LouYu LouYu - 4 months ago 8
Python Question

Extracting comments from Python Source Code

I'm trying to write a program to extract comments in code that user enters. I tried to use regex, but found it difficult to write.

Then I found a post here. The answer suggests to use

to analyze the grammar, but the documentation says:

generator requires one argument,
, which
must be a callable object which provides the same interface as the
method of built-in file objects (see section File Objects).

But a string object does not have

Then I found another post here, suggesting to use
to get a
method. So I wrote the following code:

import tokenize
import io
import StringIO

def extract(code):
res = []
comment = None
stringio = StringIO.StringIO(code)
for toktype, tokval, begin, end, line in tokenize.generate_tokens(stringio):
# print(toknum,tokval)
if toktype != tokenize.COMMENT:
res.append((toktype, tokval))
print tokenize.untokenize(toktype)
return tokenize.untokenize(res)

And entered the following code:
extract('a = 1+2#A Comment')

But got:

Traceback (most recent call last):
File "<stdin>", line 1, in <module>
File "ext.py", line 10, in extract
for toktype, tokval, begin, end, line in tokenize.generate_tokens(stringio):
File "C:\Python27\lib\tokenize.py", line 294, in generate_tokens
line = readline()
AttributeError: StringIO instance has no `__call__` method

I know I can write a new class, but is there any better solution?

Jim Jim

Answer for function extract (Update):

You've created an object with StringIO that provides the interface but have you haven't passed that intereface (readline) to tokenize.generate_tokens, instead, you passed the full object (stringio).

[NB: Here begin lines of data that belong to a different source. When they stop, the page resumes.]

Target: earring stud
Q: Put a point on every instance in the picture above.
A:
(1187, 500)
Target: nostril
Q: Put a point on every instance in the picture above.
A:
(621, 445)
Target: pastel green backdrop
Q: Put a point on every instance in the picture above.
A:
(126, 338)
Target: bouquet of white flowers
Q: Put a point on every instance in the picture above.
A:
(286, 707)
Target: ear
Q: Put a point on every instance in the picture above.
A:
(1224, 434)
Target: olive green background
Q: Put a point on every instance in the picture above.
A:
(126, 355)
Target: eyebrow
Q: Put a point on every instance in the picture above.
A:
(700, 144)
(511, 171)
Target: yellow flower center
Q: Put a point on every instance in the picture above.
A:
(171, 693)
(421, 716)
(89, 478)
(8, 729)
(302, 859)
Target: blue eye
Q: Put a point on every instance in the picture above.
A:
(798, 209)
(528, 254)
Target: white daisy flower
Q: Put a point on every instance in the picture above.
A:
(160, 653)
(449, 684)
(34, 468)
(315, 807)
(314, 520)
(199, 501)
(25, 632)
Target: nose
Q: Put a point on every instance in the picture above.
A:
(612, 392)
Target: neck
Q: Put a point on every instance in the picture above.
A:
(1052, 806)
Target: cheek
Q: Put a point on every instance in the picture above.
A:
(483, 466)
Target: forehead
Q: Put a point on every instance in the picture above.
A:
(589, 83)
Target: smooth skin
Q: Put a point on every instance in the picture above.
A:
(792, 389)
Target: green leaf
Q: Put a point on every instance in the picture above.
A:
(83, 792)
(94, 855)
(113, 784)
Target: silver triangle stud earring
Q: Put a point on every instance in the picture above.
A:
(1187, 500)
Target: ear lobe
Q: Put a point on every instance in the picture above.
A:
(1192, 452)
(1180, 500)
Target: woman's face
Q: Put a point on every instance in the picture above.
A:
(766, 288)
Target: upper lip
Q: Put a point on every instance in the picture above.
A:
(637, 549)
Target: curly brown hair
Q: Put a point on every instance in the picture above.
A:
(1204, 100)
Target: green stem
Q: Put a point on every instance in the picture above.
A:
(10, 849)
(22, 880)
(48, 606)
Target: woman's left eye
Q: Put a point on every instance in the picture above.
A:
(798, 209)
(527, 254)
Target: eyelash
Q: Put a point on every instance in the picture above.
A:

Additionally, in your else clause a TypeError is going to be raised because untokenize expects an iterable as input. Making the following changes, your function works fine:

def extract(code):
    res = []
    comment = None
    stringio = StringIO.StringIO(code)
    # pass in stringio.readline to generate_tokens
    for toktype, tokval, begin, end, line in tokenize.generate_tokens(stringio.readline):
        if toktype != tokenize.COMMENT:
            res.append((toktype, tokval))
            # wrap (toktype, tokval) tupple in list
            print tokenize.untokenize([(toktype, tokval)])
    return tokenize.untokenize(res)

Supplied with input of the form expr = extract('a=1+2#A comment') the function will print out the comment and retain the expression in expr:

In [10]: expr = extract('a=1+2#A comment')
#A comment

In [11]: expr
Out[11]: 'a =1 +2 '

Furthermore, as I later mention io houses StringIO for Python3 so in this case the import is thankfully not required.

Answer for more general cases (extracting from modules, functions):


The documentation specifies that one needs to provide a callable which exposes the same interface as the readline() method of built-in file objects. This hints to: create an object that provides that method.

In the case of module, we can just open a new module as a normal file and pass in it's readline method. This is the key, the argument you pass is the method readline().

Given a small scrpt.py file with:

# My amazing foo function.
def foo():
    """ docstring """
    # I will print
    print "Hello"
    return 0   # Return the value

# Maaaaaaain
if __name__ == "__main__":
    # this is main
    print "Main" 

We will open it as we do all files:

fileObj = open('scrpt.py', 'r')

This file object now has a method called readline (because it is a file object) which we can safely pass to tokenize.generate_tokens and create a generator.

tokenize.generate_tokens (simply tokenize.tokenize in Py3) returns a named tuple of elements which contain information about the elements tokenized. Here's a small demo:

for toktype, tok, Start, end, line in tokenize.generate_tokens(fobj.readline):
    # we can also use token.tok_name[toktype] instead of 'COMMENT'
    # from the token module 
    if toktype == tokenize.COMMENT:
        print 'COMMENT' + " " + tok

Notice how we pass the fileObj.readline method to it. This will now print:

COMMENT # My amazing foo function
COMMENT # I will print
COMMENT # Return the value
COMMENT # Maaaaaaain
COMMENT # this is main 

So all comments regardless of position are detected. Docstrings of course are excluded.


You could achieve a similar result without open for cases which I really can't think of. Nonetheless, I'll present another way of doing it for completeness sake. In this scenario you'll need two additional modules, inspect and StringIO (io.StringIO in Python3):

Let's say you have the following function:

def bar():
    # I am bar
    print "I really am bar"
    # bar bar bar baaaar
    # (bar)
    return "Bar"

You need a file-like object which has a readline method to use it with tokenize. Well, you can create a file-like object from an str using StringIO.StringIO and you can get an str representing the source of the function with inspect.getsource(func). In code:

funcText = inpsect.getsource(bar)
funcFile = StringIO.StringIO(funcText)

Now we have a file-like object representing the function which has the wanted readline method. We can just re-use the loop we previously performed replacing fileObj.readline with funcFile.readline. The output we get now is of similar nature:

COMMENT # I am bar
COMMENT # bar bar bar baaaar
COMMENT # (bar)

As an aside, if you really want to create a custom way of doing this with re take a look at the source for the tokenize.py module. It defines certain patters for comments, (r'#[^\r\n]*') names et cetera, loops through the lines with readline and searches within the line list for pattterns. Thankfully, it's not too complex after you look at it for a while :-).